Change doesn’t just create opportunities but threatens existences too.

I write this because it seems to me that it has never been more important to question the motives and context behind some of the rhetoric of the moment.

A recent example is a pivot by Transport and Environment (T&E), a long-established lobby group that campaigns for cleaner transport. Where previously it focused on combustion-engine emissions, now it has investigated tyre-wear emissions from electric cars, concluding that their heavier weight means they shed harmful particulates in greater numbers.

The report and its findings have since been dismissed by a mix of experts, the broad conclusion being that tyre particulates are bad for the environment but not so much for human health, as suggested. Both parties – each with diametrically opposed views – are now arguing it out, so it’s hard to know who’s right.

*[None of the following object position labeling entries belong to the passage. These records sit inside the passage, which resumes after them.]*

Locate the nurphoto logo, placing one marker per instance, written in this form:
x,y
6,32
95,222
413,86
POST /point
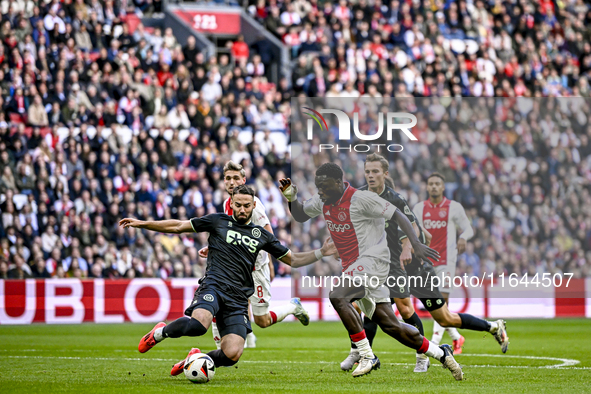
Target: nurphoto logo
x,y
344,125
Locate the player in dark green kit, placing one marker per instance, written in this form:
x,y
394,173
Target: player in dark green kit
x,y
234,243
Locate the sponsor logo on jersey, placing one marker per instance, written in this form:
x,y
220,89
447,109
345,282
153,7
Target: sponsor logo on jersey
x,y
434,224
235,238
339,228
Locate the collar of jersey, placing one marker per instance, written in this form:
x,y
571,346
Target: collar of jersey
x,y
344,191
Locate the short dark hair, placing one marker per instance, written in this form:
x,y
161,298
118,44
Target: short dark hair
x,y
436,174
374,157
330,170
243,189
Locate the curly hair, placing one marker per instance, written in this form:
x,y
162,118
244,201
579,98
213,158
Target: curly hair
x,y
330,170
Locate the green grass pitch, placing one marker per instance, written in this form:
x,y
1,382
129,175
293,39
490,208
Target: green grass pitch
x,y
544,356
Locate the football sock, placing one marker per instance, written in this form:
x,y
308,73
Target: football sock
x,y
183,327
431,349
216,333
371,329
158,334
281,312
437,333
360,340
474,323
415,321
220,359
493,326
453,333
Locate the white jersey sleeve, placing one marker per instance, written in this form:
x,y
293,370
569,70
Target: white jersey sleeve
x,y
313,206
374,206
458,215
259,216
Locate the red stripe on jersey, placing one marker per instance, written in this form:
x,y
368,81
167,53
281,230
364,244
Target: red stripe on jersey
x,y
338,221
436,220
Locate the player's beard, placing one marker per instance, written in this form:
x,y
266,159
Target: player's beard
x,y
242,220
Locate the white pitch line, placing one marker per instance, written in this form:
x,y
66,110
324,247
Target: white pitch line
x,y
566,364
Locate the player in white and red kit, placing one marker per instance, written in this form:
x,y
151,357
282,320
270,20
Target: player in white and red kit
x,y
442,218
356,222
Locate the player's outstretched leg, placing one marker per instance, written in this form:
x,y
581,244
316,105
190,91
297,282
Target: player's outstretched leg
x,y
341,300
469,322
230,352
279,313
177,368
181,327
410,336
353,358
216,334
148,341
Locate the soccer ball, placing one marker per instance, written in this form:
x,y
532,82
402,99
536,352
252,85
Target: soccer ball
x,y
199,368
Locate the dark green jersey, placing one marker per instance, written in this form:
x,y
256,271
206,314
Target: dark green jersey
x,y
233,249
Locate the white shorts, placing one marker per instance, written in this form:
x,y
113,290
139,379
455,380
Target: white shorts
x,y
372,273
262,291
446,274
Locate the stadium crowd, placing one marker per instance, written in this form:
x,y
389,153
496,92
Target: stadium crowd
x,y
521,168
99,122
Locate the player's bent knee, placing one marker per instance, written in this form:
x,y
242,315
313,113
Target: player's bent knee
x,y
406,312
263,321
194,328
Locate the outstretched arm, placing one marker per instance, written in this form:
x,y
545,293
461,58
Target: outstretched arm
x,y
305,258
295,206
163,226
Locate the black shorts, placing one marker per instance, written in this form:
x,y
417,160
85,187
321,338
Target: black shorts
x,y
421,278
397,281
228,305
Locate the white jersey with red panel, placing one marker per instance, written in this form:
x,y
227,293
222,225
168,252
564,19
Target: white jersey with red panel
x,y
356,223
442,221
259,217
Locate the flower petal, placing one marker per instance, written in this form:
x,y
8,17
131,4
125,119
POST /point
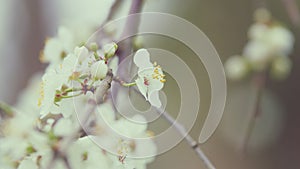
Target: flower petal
x,y
142,59
154,99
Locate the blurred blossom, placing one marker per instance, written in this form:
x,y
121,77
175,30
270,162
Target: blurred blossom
x,y
268,41
236,67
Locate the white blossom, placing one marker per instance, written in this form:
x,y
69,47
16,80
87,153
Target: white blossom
x,y
150,79
236,67
57,48
99,69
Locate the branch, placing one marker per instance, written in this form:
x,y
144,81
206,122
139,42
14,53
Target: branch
x,y
188,138
92,104
293,11
131,28
181,130
259,81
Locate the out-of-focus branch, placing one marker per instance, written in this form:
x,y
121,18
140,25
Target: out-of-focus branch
x,y
188,138
131,28
59,152
259,82
293,11
181,130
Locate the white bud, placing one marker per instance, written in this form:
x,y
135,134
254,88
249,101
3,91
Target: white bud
x,y
81,53
280,40
257,31
281,67
262,15
258,54
110,49
236,67
99,69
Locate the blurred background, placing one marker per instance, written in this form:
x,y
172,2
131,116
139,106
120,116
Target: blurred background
x,y
274,143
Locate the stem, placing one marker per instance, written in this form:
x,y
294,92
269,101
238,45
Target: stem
x,y
188,138
293,11
131,28
92,104
5,110
259,81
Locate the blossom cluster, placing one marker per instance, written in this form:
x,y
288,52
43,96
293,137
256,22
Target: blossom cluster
x,y
270,43
53,125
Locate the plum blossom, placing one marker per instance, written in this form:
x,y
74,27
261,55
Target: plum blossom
x,y
150,79
269,45
57,48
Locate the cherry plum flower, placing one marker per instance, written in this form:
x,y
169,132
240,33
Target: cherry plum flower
x,y
150,79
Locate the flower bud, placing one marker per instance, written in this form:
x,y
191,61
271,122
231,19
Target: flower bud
x,y
236,68
281,67
110,50
99,70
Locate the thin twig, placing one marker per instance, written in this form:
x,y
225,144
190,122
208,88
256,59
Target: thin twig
x,y
182,131
259,81
92,104
293,11
131,28
188,138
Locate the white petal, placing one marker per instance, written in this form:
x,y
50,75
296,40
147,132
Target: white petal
x,y
99,69
142,59
154,99
63,127
27,163
113,64
142,87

So what do we conclude as onlookers? Has T&E found a new, valid platform from which to justify its existence long into the future; or are the detractors right to say that a group created to lobby against the use of fossil fuels has slipped up as a result of a need to switch its focus to EVs to stay relevant?

Another example from a slightly different angle: Fair Fuel UK, a well-known and seemingly well-run campaign group that has earned the support of MPs and the public alike for its work in lobbying around fuel-pricing over the years, has recently changed tack to wind up its anti-EV stance to quite extreme levels. Why?

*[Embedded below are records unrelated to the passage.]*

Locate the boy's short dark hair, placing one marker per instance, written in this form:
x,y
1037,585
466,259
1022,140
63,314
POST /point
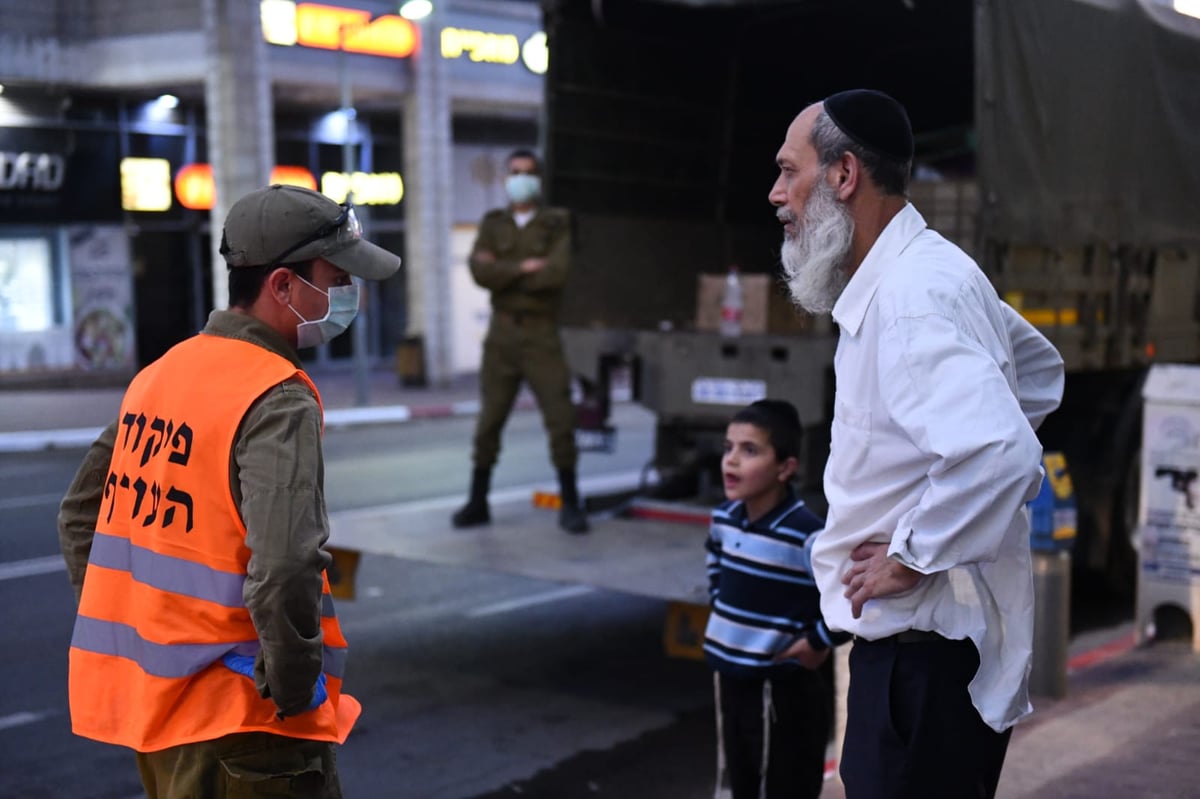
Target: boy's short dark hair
x,y
781,422
246,282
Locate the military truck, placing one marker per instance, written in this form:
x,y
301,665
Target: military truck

Maybe you side with its manifesto that EVs are too expensive, too damaging to the environment and more. It’s far from alone in its views, after all. Or maybe you side with those who feel a group called Fair Fuel UK is running out of road as the 2030 ban on new ICE cars approaches and is motivated by self-preservation as much as representing the views of its membership.

There are countless other examples, with fingers of suspicion pointed at everyone from car makers and fuel retailers, accused of wanting to prolong the life of combustion engines for profit, to synthetic fuel manufacturers for seeking new business opportunities and EV evangelists for overlooking any negatives in their pursuit of change.

All you can do is be alert. Sifting the noisy voices from the expert ones has never been harder, not least because few of the questions in this transition period have definitive answers. That in turn makes it easier to propagate opinions as facts, allowing opposing (and often contrary) voices to gain traction, misinformation to spread and division to thrive.